Monday, October 30, 2006

Wakaf Gelicok

Wakaf Gelicok dikreasi sebuah komunitas masyarakat terpencil. Contoh wakaf untuk menghidupi pendidikan.

Wakaf “Gelicok”. Nama ini pastinya sangat asing di pendengaran kita. Tak sekadar asing, malah belum pernah ada, baik di Jakarta maupun di Indonesia. Gelicok mengemuka dan tengah semangat digalakkan di tengah masyarakat kepulauan terpencil. Tepatnya oleh masyarakat Mansamat, Tinangkung Selatan di Pulau Peling dalam deretan Banggai Kepulauan, Sulawesi Tengah.

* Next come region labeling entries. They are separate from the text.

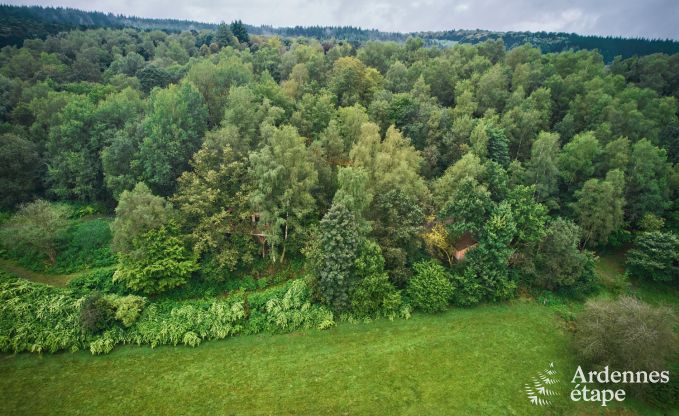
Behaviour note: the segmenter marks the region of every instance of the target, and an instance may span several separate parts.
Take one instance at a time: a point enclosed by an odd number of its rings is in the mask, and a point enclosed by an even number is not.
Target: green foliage
[[[515,251],[510,247],[515,235],[516,223],[511,207],[502,202],[484,224],[478,246],[465,255],[463,276],[472,278],[475,275],[485,292],[483,299],[497,301],[514,295],[516,282],[509,273],[509,260]]]
[[[80,325],[89,334],[108,329],[114,316],[113,305],[99,292],[92,292],[80,305]]]
[[[114,267],[92,270],[69,280],[67,287],[82,295],[92,291],[121,295],[127,288],[121,282],[113,281],[113,273],[115,273]]]
[[[453,296],[453,285],[446,269],[433,260],[413,265],[415,274],[406,293],[413,307],[425,312],[441,312]]]
[[[605,180],[589,179],[575,192],[573,209],[583,232],[585,244],[604,244],[623,225],[625,179],[619,170],[606,174]]]
[[[151,93],[145,136],[132,166],[155,192],[174,190],[175,179],[200,147],[207,116],[203,97],[188,82]]]
[[[372,235],[382,248],[387,270],[396,282],[405,283],[406,264],[420,248],[418,235],[423,228],[424,210],[414,197],[400,190],[378,193],[372,205],[368,215]]]
[[[594,255],[580,250],[580,228],[563,218],[553,220],[544,238],[525,254],[519,269],[530,284],[556,290],[591,291],[596,282]]]
[[[132,253],[120,253],[113,280],[147,294],[163,292],[186,283],[198,269],[195,258],[179,238],[172,221],[132,241]]]
[[[196,346],[239,333],[289,332],[334,325],[294,280],[244,298],[147,302],[138,296],[74,292],[0,275],[0,351],[110,352],[120,343]],[[81,327],[83,325],[83,327]],[[83,331],[83,328],[87,329]]]
[[[56,352],[83,348],[83,301],[67,291],[0,273],[0,350]]]
[[[317,238],[318,246],[310,258],[312,273],[318,279],[317,297],[336,311],[347,310],[359,245],[354,215],[344,205],[334,204],[321,220]]]
[[[250,265],[257,247],[247,210],[247,169],[234,154],[229,140],[238,137],[235,128],[225,134],[208,134],[201,149],[193,155],[192,171],[178,179],[173,197],[182,227],[203,268],[215,279]],[[233,135],[233,136],[231,136]]]
[[[30,199],[38,185],[37,146],[14,134],[0,135],[0,208]]]
[[[115,319],[129,328],[139,319],[146,305],[146,298],[134,295],[115,296],[110,302],[115,309]]]
[[[633,276],[657,282],[679,279],[679,237],[651,231],[639,234],[627,252],[627,267]]]
[[[310,194],[318,181],[309,149],[291,126],[269,126],[265,146],[250,155],[255,183],[250,202],[259,214],[261,234],[271,247],[271,258],[285,258],[285,243],[295,226],[315,205]]]
[[[111,224],[111,249],[120,253],[132,252],[136,238],[165,224],[171,214],[171,206],[165,199],[153,195],[142,182],[132,191],[124,191],[116,207],[116,219]]]
[[[588,364],[630,371],[664,370],[677,349],[675,324],[671,309],[635,298],[588,301],[577,318],[575,348]],[[643,342],[636,342],[638,337]]]
[[[115,264],[115,256],[109,247],[110,221],[93,219],[76,222],[64,233],[62,241],[62,248],[52,269],[55,272],[71,273]]]
[[[380,246],[363,241],[354,262],[356,287],[351,294],[351,310],[357,316],[387,316],[393,319],[402,308],[401,294],[384,272]]]
[[[68,207],[43,200],[23,205],[2,225],[3,245],[14,251],[35,253],[53,265],[57,260],[58,240],[66,231],[69,215]]]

Gelicok (Gerakan Lima Pohon Coklat). Masyarakat Desa Mansamat pada mulanya diusik gelisah oleh kebodohan yang menjajah generasinya. Sarana pendidikan di pulau yang berdiri tegak monumen Trikora itu amat memprihatinkan. Sampai delapan bulan lalu, masyarakat memimpikan punya sekolah tingkat SMA di pulaunya. Kerinduan akan pendidikan yang bertahun-tahun dipendam. Sebuah kesadaran yang luar biasa, bahwa mereka sadar hanya dengan pedidikan kemajuan daerah tertinggal dapat dicapai.

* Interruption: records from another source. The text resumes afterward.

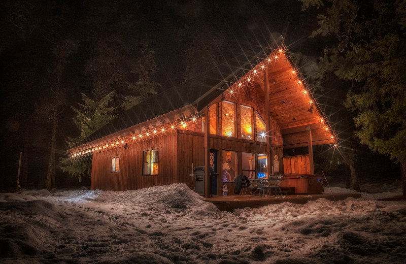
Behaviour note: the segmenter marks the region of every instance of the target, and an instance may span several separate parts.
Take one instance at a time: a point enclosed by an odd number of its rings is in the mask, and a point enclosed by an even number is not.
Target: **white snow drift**
[[[373,198],[341,216],[325,199],[220,212],[184,184],[0,193],[0,262],[404,263],[406,204]]]

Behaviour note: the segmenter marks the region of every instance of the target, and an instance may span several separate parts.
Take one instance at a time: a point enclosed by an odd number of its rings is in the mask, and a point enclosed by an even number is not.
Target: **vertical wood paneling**
[[[283,157],[283,173],[310,174],[309,155]]]

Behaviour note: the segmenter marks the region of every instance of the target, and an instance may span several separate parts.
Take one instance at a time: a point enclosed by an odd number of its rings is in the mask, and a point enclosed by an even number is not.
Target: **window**
[[[111,172],[117,172],[120,167],[120,158],[114,157],[111,158]]]
[[[217,118],[217,104],[213,105],[210,107],[210,112],[209,114],[210,120],[210,134],[218,135],[217,127],[218,127],[218,118]]]
[[[258,154],[258,178],[267,178],[267,156],[264,154]]]
[[[261,117],[257,111],[256,111],[256,114],[257,141],[266,142],[265,122],[264,122],[263,119],[262,119],[262,118]]]
[[[222,154],[223,181],[234,181],[234,178],[237,176],[237,170],[238,170],[237,152],[223,150]]]
[[[144,152],[143,175],[158,175],[158,149],[146,150]]]
[[[240,110],[241,138],[253,140],[254,139],[252,137],[252,108],[242,105]]]
[[[235,138],[235,104],[228,101],[221,102],[222,135]]]
[[[242,152],[241,153],[241,165],[243,174],[249,179],[255,178],[255,156],[254,153]]]

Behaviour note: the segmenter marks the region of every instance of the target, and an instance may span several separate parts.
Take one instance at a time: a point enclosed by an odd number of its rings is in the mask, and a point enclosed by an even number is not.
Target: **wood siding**
[[[284,157],[283,173],[310,174],[310,165],[309,162],[309,155]]]
[[[127,147],[110,147],[101,153],[93,154],[91,188],[106,190],[126,190],[155,185],[183,182],[176,173],[177,138],[175,131],[163,136],[128,143]],[[157,175],[143,175],[143,153],[145,150],[158,149]],[[111,172],[111,158],[120,158],[119,171]]]

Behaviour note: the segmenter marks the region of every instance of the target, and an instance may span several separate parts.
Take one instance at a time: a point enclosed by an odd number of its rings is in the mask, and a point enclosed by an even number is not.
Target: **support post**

Saat Dompet Dhuafa Republika (DD) membuat program pembangunan pendidikan di pulau-pulau terpencil, Banggai Kepulauan (Bangkep) menjadi salah satu titik yang dipilih. Secara histories, DD memiliki kedekatan dengan masyarakat Bangkep sejak gempa Mei 2000 silam. Suasana mengharukan terjadi pada Desember 2005. Ketika itu masyarakat desa Mansamat berebut mewakafkan tanahnya untuk lokasi pembangunan sekolah. Dilihat dari letak, semua yang ditawarkan strategis, tanah datar dan di pinggir jalan. Sebuah pilihan yang sulit saat itu. Sampai akhirnya untuk menghindari kecemburuan masyarakat, lokasi ditetapkan di tanah milik pemerintah desa.

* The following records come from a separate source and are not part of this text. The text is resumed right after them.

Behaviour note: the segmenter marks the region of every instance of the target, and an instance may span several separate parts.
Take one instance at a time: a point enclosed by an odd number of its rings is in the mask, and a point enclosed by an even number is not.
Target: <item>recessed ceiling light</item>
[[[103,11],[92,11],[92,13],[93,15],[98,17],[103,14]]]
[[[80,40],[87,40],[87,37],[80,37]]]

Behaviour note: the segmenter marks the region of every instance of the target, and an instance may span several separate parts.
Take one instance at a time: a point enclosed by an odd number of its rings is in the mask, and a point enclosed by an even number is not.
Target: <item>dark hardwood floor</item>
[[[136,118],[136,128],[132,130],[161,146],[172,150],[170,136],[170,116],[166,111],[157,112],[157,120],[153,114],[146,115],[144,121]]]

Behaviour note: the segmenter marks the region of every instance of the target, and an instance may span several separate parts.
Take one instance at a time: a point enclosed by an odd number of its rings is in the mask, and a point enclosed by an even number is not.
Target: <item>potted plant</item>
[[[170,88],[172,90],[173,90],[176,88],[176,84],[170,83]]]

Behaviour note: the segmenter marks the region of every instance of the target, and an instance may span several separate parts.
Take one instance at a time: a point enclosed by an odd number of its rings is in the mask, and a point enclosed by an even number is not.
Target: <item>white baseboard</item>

Delapan bulan berlalu. Sampai pada penghujung, Selasa (22/8) bangunan sekolah termegah untuk ukuran Bangkep berdiri. Masyarakat menamai sekolah yang diresmikan Presiden DD, Rahmad Riyadi dan Kepala Dinas Pendidikan Kabupaten Bangkep, Anwar Hasan ini “SMA Pertama”. Masyarakat Mansamat meluapkan kegembiraannya, terlebih selama proses pembangunannya dikerjakan secara gotong royong.

Namun bukan bangunan fisik semata yang dibangun. DD melalui Lembaga Pengembangan Insani (LPI) memberikan pendampingan selama satu tahun. Seiring gedung dibangun, recruitment guru dilakukan. Terpilih enam guru dan kepala sekolah asli putra daerah. Mereka dibawa ke Jakarta selama satu bulan untuk training sistem pendidikan. Hingga dicapai standar pengajaran sekolah unggulan yang mulai diterapkan hari ini di SMA Pertama. Sejak sebulan lalu sekolah ini pun mulai mengawali proses belajar mengajar.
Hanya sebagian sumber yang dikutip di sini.